Cree First Nation band government in Ontario

Weenusk First Nation (ᐐᓈᐢᑯ ᐃᓂᓂᐗᐠ (wînâsko ininiwak); unpointed: ᐧᐃᓇᐢᑯ ᐃᓂᓂᐧᐊᐠ) is a Cree First Nations band government in the Canadian province of Ontario. Weenusk First Nation is an independent member of the Nishnawbe Aski Nation (NAN).
Weenusk First Nation's reserve is the 5310 ha Winisk Indian Reserve 90. Associated with the reserve is their Winisk Indian Settlement also known as Peawanuck, which also holds reserve status. Originally, the Weenusk First Nation was located within their reserve, but they were forced to move 30 km southwest to Peawanuck when on May 16, 1986, spring floods swept away much of the original settlement, which had been located 6 km upriver from Hudson Bay.
==Demographics==

In the Cree language, "Peawanuck" means "a place where flint is found," while "Weenusk" means "ground hog". The 2021 Canadian census said that the community is composed of 247 people.
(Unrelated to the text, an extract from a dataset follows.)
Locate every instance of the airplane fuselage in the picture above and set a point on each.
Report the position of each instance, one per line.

Of these 220 people 220 wereFirst Nations, 10 Métis and about 25 non-Indigenous people. (Cree (120 people), Oji-Cree (10 people), and 60 First Nations not included elsewhere. In addition to Cree, Anishininiimowin and Ojibwemowin are also spoken there.

==Governance==

Weenusk is governed by Chief Joseph (Joey) Edmund Charles Hunter and three councillors: Jeffrey Felix Hunter, Leah Carol Hunter, and Joseph (Paul) Koostachin.